バイト無しには生活にも困るその姿は、とても神には見えなかった。肩を落として、
やがて、廃教会に辿り着いた時、ヘスティアは異変に気づいた。
「扉が⋯⋯開いてる?」
朝、家を出た時には閉まっていたはずの扉が少し空いているのだ。間違っても閉め忘れたとかはありえない。

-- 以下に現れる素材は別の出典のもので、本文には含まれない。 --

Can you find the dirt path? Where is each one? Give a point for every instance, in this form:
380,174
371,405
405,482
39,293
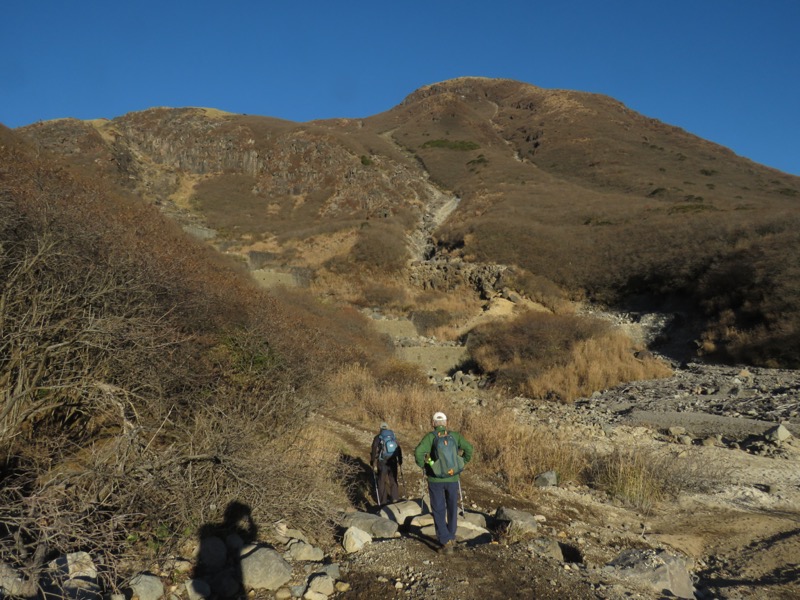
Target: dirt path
743,534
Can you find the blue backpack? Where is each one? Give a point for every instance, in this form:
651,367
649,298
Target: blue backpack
388,444
444,452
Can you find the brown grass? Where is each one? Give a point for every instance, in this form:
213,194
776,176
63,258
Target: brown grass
595,364
505,448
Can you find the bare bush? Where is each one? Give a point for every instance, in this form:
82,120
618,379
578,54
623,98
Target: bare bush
144,383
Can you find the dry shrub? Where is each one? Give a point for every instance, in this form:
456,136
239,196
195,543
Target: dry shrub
644,478
595,364
517,453
380,248
356,393
386,295
146,382
537,288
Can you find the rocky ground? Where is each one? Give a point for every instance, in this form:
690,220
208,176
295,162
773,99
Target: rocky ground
737,526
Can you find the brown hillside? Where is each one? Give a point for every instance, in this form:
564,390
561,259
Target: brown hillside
574,188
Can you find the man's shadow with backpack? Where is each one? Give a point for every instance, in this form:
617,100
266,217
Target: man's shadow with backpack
359,482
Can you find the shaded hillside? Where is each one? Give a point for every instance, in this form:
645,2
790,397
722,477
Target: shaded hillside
143,376
574,188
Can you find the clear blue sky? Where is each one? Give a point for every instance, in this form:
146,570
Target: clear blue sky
726,70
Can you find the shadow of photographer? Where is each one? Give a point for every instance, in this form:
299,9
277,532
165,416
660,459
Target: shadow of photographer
218,562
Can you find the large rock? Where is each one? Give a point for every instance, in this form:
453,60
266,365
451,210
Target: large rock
355,539
402,512
546,479
265,569
299,550
213,553
77,565
13,583
146,587
777,434
376,526
322,584
72,576
665,573
546,547
521,521
197,589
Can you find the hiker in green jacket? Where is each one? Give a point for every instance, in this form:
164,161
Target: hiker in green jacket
442,454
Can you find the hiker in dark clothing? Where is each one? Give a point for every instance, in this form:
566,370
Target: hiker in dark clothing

まさか盗人かと、戦々恐々としながらゆっくりと扉を開く。すると中には────
「くぅ⋯⋯すぅ⋯⋯」
「⋯⋯⋯はい?」
小柄な茶髪の少女が、ベッドに横になって寝ていた。一瞬思考が固まり、呆然となるがすぐにハッとなるヘスティア。そして意を決した風に、思いっきり息を吸い込み、
「コラーーーーー!!!!何してるんだーーー!!!!」
廃教会が軋むレベルの大声量。寧ろ今にも崩れ落ちそうになっている。
「ふひゃぁっ!?ご、ごごごごめんなさいっ!?」
ヘスティアの大声に飛び起きる少女。眼前には仁王立ちのヘスティアがいる。ヘスティアは威圧感たっぷりに話し始めた。
「それで、君は何者だい?何が目的なんだい?まさか盗人じゃないだろうね」
焦った様に顔の前で手をブンブンふる少女。違う!と必死に否定する。
「ち、違うんですよ!?こ、これには深い訳がっ⋯!?」
「今の状況を五行で説明すると?」
「ファミリアに
入ろうと思ったら
どこも門前払い
仕方ないので
休んでました」
「ふんふんなるほど⋯⋯⋯ファミリア?」
聞き捨てならない一言が聞こえたので思わず聞き返す。
「君は冒険者になりにオラリオに来たのかい?」
「は、はい!」
「で、他のファミリアからは門前払いされた、と」
「は、はい⋯⋯。お前みたいなガキが来るところじゃない⋯⋯って」
(⋯⋯これは千載一遇の好気!見逃す手は無いね!)
その時、ヘスティアの唇がニヤリと歪んだことに少女は気づかなかった。
「ならボクのファミリアに入らないかい?」
「え!?か、神様だったんですか!?てかファミリアに!?良いんですか!!?」
「勿論さ!ボクは大歓迎だよ!」
「ぜ、是非お願いします!!」
────ヘスティア・ファミリア結成。
この少女はかの白兎の関係者なのだが⋯⋯⋯それは別の話。